On the second thought, I wonder if USB device drivers run in sys-usb qube on my computer simply because it is configured with USB keyboard. Is it the same for computers with PS2 keyboards? Can someone test it?

I’m not concerned much about keyboard USB drivers, because if the keyboard is malicious, it’s game over. They might as well run in sys-usb qube.

With respect to finding a USB controller (or any other hardware) confirming to Joanna Rutkowska’s vision of stateless laptop, they will sure solve a lot of security problems, but I’m skeptical we going to get them soon.

The usb-qube recognizing the USB device enough to list it with lsusb is one thing. It probably needs to identify what the device is before it forwards it. Does the driver automatically load when you plug something in? you can check that with lsmod

A thought occurs. If the usb device happens to be a storage device that sys-usb probably loads a driver for it, as sys-usb allows it to pass through a partition which would imply sys-usb would need some kind of code to be able to handle that.
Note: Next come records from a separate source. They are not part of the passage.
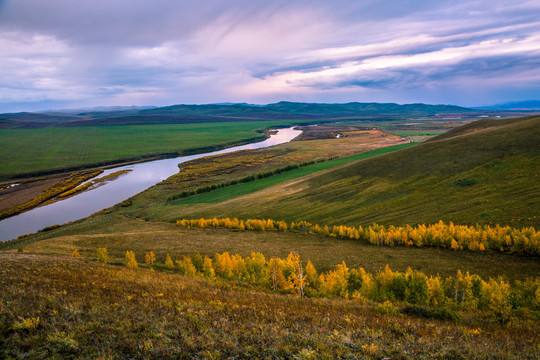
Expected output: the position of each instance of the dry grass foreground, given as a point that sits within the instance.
(119, 234)
(66, 308)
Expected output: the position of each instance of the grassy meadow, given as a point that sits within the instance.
(119, 233)
(34, 150)
(54, 305)
(487, 176)
(104, 311)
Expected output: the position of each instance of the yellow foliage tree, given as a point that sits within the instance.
(208, 269)
(130, 259)
(149, 258)
(102, 255)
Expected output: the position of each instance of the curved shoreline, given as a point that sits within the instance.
(147, 174)
(107, 164)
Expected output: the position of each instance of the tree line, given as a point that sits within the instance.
(293, 276)
(457, 237)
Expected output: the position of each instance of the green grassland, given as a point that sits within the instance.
(250, 187)
(486, 172)
(34, 150)
(491, 175)
(63, 308)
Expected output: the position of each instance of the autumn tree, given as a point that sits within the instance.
(102, 255)
(275, 274)
(149, 258)
(208, 269)
(197, 259)
(297, 280)
(130, 259)
(168, 262)
(186, 267)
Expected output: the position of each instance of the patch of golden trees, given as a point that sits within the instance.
(457, 237)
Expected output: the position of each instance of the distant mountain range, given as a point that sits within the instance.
(515, 105)
(182, 114)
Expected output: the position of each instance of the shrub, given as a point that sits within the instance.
(102, 255)
(130, 259)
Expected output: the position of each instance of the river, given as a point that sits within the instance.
(141, 177)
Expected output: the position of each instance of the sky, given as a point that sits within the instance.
(59, 54)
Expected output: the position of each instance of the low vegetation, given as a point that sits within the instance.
(488, 176)
(440, 235)
(61, 308)
(47, 150)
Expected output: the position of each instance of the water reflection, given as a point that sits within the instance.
(141, 177)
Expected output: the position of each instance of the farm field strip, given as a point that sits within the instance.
(250, 187)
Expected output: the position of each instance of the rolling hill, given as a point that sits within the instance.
(485, 172)
(226, 112)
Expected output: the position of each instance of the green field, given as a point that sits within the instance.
(34, 150)
(53, 305)
(484, 173)
(250, 187)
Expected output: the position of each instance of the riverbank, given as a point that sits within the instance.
(22, 191)
(143, 176)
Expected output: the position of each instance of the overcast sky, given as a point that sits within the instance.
(66, 53)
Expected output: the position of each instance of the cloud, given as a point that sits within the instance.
(160, 52)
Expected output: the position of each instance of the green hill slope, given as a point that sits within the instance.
(485, 172)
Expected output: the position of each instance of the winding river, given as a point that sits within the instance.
(141, 177)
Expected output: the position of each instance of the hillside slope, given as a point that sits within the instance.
(485, 172)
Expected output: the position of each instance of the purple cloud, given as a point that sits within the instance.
(61, 53)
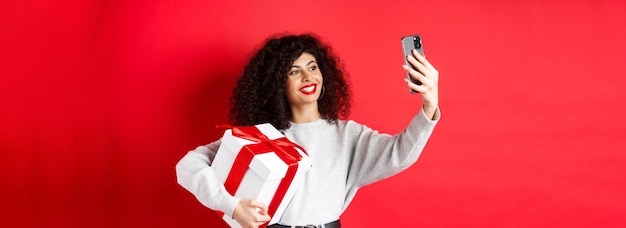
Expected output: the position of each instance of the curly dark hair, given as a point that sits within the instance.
(259, 96)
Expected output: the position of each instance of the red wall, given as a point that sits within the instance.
(99, 100)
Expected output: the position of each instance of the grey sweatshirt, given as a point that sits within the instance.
(346, 155)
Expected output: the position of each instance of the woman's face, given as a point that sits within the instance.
(304, 81)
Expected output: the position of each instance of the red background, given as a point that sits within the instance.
(99, 100)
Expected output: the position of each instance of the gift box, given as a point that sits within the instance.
(258, 162)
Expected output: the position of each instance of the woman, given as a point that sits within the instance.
(297, 84)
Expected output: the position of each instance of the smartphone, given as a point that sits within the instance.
(408, 44)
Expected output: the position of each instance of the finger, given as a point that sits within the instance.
(423, 60)
(413, 86)
(413, 73)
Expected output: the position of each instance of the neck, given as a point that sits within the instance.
(305, 114)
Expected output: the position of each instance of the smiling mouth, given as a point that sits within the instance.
(309, 89)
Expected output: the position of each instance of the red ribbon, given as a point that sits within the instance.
(283, 148)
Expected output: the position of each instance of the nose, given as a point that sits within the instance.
(306, 76)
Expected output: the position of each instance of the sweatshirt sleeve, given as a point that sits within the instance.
(195, 174)
(378, 156)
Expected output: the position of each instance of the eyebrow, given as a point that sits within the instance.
(296, 66)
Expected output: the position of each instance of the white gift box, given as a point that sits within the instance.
(264, 173)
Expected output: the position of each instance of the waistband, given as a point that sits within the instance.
(334, 224)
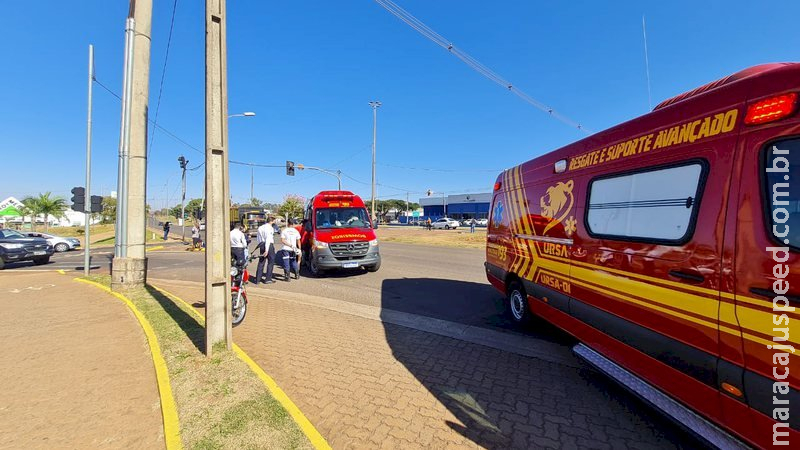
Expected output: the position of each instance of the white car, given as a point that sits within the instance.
(59, 244)
(445, 223)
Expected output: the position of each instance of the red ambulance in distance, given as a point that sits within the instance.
(669, 246)
(339, 234)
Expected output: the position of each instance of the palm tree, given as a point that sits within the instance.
(48, 206)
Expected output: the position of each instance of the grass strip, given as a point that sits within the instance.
(221, 403)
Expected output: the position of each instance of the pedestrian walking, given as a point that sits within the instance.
(238, 244)
(195, 236)
(290, 238)
(266, 243)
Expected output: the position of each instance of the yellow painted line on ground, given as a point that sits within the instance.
(302, 421)
(169, 412)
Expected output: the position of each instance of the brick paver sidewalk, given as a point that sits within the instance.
(370, 384)
(76, 368)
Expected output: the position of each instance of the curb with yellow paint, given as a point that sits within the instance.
(169, 411)
(302, 421)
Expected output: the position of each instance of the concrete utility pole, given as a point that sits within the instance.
(375, 105)
(87, 210)
(130, 268)
(218, 252)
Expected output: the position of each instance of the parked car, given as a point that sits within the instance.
(60, 244)
(15, 246)
(445, 223)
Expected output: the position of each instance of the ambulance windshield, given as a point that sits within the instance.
(342, 218)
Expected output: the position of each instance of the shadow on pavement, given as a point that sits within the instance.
(194, 331)
(504, 400)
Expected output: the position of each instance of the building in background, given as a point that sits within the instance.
(458, 206)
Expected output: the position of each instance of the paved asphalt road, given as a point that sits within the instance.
(441, 282)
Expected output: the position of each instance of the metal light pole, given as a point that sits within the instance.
(183, 162)
(87, 200)
(120, 249)
(375, 105)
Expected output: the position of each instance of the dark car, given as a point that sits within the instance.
(15, 246)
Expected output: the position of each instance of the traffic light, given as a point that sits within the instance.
(97, 203)
(78, 198)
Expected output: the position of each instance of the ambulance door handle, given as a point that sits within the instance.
(687, 276)
(769, 293)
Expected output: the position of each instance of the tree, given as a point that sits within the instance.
(47, 206)
(292, 206)
(28, 208)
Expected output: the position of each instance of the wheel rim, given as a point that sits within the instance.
(517, 303)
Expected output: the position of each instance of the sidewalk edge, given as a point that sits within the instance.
(302, 421)
(169, 412)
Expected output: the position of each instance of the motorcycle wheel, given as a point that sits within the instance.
(238, 311)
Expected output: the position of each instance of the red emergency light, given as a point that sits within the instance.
(771, 109)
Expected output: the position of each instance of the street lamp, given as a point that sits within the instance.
(247, 114)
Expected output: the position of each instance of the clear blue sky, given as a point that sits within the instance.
(309, 68)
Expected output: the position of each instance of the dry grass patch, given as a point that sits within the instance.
(221, 403)
(460, 237)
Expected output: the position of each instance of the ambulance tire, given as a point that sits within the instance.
(517, 303)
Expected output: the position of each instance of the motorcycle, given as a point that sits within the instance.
(239, 278)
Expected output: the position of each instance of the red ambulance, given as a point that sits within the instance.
(339, 234)
(669, 246)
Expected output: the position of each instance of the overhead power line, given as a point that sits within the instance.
(473, 63)
(431, 169)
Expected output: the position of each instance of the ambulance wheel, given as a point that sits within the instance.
(313, 267)
(517, 302)
(373, 268)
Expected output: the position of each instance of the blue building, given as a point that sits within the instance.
(460, 206)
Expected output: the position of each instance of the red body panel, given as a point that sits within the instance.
(630, 299)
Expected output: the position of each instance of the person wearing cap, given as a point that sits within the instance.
(290, 238)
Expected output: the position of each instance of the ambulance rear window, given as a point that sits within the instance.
(782, 191)
(656, 205)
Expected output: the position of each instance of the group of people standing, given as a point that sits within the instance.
(288, 256)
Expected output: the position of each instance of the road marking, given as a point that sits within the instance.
(302, 421)
(169, 412)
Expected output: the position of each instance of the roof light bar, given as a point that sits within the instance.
(771, 109)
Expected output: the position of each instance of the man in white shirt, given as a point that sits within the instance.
(238, 244)
(266, 241)
(290, 238)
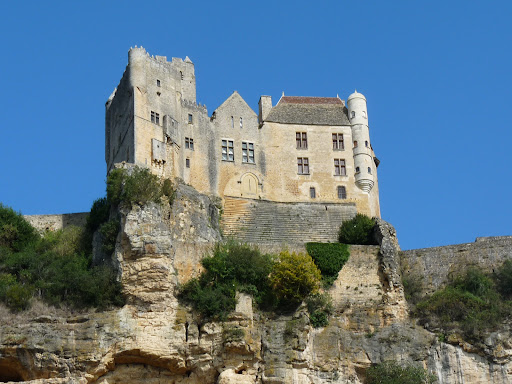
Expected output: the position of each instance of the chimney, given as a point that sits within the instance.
(265, 105)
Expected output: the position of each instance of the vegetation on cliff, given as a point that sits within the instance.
(329, 258)
(277, 282)
(390, 372)
(358, 230)
(472, 304)
(52, 267)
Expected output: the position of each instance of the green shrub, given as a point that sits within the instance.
(504, 279)
(109, 231)
(358, 230)
(329, 258)
(294, 277)
(390, 372)
(319, 308)
(212, 301)
(232, 267)
(16, 233)
(470, 303)
(138, 186)
(169, 190)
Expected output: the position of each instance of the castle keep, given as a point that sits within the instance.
(304, 161)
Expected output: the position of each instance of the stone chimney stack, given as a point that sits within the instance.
(265, 105)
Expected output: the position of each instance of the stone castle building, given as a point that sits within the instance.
(301, 164)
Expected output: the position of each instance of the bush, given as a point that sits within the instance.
(109, 231)
(232, 267)
(319, 308)
(390, 372)
(504, 279)
(138, 186)
(329, 258)
(357, 231)
(16, 233)
(294, 277)
(469, 303)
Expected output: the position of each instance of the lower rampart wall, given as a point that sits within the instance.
(434, 266)
(55, 222)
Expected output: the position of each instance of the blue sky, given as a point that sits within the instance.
(436, 74)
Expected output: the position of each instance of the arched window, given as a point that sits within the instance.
(342, 192)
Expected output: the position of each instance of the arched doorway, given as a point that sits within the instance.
(249, 185)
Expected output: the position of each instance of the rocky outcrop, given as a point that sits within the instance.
(154, 339)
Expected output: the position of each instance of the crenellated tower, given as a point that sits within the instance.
(364, 165)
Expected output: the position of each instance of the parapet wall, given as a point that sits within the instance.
(434, 266)
(55, 222)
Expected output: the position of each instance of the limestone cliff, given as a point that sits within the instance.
(154, 339)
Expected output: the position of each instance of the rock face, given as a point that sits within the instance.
(154, 339)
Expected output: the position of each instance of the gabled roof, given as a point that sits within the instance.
(232, 98)
(309, 111)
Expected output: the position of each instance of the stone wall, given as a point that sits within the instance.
(434, 266)
(262, 221)
(55, 222)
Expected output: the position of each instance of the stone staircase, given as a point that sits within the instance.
(262, 221)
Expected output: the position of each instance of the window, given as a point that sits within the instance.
(247, 152)
(342, 192)
(228, 153)
(189, 143)
(303, 165)
(302, 140)
(339, 167)
(155, 117)
(337, 141)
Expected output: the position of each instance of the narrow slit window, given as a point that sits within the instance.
(228, 153)
(337, 141)
(339, 167)
(303, 165)
(342, 192)
(301, 139)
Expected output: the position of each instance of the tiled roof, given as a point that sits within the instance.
(309, 111)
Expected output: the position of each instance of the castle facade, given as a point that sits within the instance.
(303, 150)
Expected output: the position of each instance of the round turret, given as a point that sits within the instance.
(362, 149)
(136, 63)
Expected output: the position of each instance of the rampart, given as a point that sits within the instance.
(55, 222)
(434, 266)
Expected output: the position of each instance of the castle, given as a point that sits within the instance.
(305, 157)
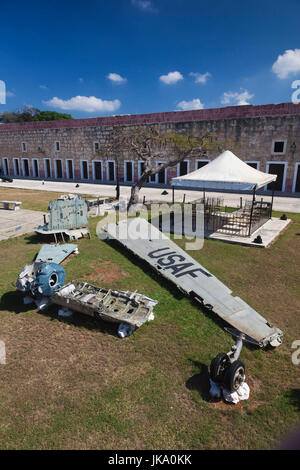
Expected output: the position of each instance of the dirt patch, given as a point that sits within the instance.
(65, 261)
(107, 272)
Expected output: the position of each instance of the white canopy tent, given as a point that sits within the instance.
(227, 172)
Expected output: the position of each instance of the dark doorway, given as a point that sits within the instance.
(58, 169)
(47, 168)
(97, 170)
(297, 185)
(36, 168)
(161, 175)
(17, 169)
(70, 169)
(84, 170)
(25, 167)
(111, 171)
(276, 169)
(6, 169)
(129, 171)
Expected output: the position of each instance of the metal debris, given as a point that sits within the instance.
(67, 214)
(189, 276)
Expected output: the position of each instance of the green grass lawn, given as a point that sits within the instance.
(77, 385)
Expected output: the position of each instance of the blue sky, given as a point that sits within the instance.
(98, 57)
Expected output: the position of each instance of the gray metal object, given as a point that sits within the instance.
(192, 278)
(110, 305)
(66, 214)
(56, 253)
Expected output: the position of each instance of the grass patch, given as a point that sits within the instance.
(77, 385)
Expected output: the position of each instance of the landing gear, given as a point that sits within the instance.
(225, 369)
(218, 366)
(235, 376)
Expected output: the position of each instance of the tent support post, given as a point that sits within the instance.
(272, 200)
(251, 213)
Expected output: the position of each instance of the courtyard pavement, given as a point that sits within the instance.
(16, 223)
(281, 203)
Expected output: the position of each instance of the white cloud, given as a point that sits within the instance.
(172, 77)
(116, 78)
(189, 105)
(236, 98)
(89, 104)
(200, 77)
(287, 63)
(145, 5)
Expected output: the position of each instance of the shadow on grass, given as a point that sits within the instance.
(171, 287)
(37, 239)
(200, 381)
(293, 397)
(14, 302)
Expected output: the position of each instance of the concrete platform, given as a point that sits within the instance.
(269, 233)
(16, 223)
(281, 203)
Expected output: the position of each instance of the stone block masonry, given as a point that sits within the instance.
(267, 136)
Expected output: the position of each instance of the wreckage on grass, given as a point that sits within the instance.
(68, 215)
(173, 263)
(129, 309)
(42, 282)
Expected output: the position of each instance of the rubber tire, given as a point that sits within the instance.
(230, 379)
(215, 374)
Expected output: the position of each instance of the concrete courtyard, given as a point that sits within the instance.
(281, 203)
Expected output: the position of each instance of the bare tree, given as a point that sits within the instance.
(150, 144)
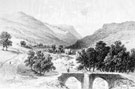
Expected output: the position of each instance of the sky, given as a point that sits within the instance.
(86, 16)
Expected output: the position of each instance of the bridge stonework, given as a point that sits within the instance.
(110, 78)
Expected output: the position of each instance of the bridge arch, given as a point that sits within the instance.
(73, 83)
(65, 76)
(100, 82)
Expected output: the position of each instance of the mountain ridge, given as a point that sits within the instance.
(109, 33)
(25, 27)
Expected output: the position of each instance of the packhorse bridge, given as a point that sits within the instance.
(82, 77)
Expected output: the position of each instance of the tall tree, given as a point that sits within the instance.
(102, 51)
(5, 39)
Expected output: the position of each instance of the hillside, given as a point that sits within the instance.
(24, 27)
(109, 33)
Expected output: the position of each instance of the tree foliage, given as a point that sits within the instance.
(39, 63)
(23, 43)
(5, 39)
(114, 58)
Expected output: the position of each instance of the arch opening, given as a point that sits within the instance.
(73, 83)
(100, 83)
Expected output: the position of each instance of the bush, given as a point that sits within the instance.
(23, 43)
(39, 63)
(114, 58)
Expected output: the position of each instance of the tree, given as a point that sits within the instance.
(23, 43)
(54, 48)
(5, 39)
(39, 63)
(91, 54)
(117, 58)
(61, 48)
(102, 51)
(82, 59)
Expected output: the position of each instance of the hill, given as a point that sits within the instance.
(24, 27)
(109, 33)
With disposable sys-usb the impact is limited to a single session.

If you have your keyboard & mouse in dom0 on a dedicated controller (assuming you trust them sufficiently), impact is limited to compromise of one USB device by another during that session.

And yes, parsing block devices requires a driver in sys-usb.

Btw usbguard might interest you.

Does anybody have any idea on how to audit or dump micro-controller firmware. Probably JTAG only stuff, but have no idea. Probably it is more complex than this, but… Anybody?
I think this is what is missing for the most paranoid.

Regards

1 Like

If interfaces are deauthorized (as above) then the driver is NOT loaded. We will not be able to see partitions in this case, and must forward the whole device to another qube for parsing. I used lsusb -t to see which drivers are bound to which devices.

Disposable sys-usb would not prevent attack on USB conroller firmware, and of little help to people with one USB and no PS2 controller (e.g. myself).

I have looked at usbguard. Thank you for the reference. I think udev has similar capabilities. Regardless, implementing security through whitelisting is a lot of work with no guarantee of result. I personally prefer security by isolation approach.

1 Like

Sounds like your saying you tried this. Please confirm: You have tried the procedure you are proposing and checked that the deauthorized USB devices are actually able to get forwarded to other qubes and those other qubes are able to use them (when loading a driver)?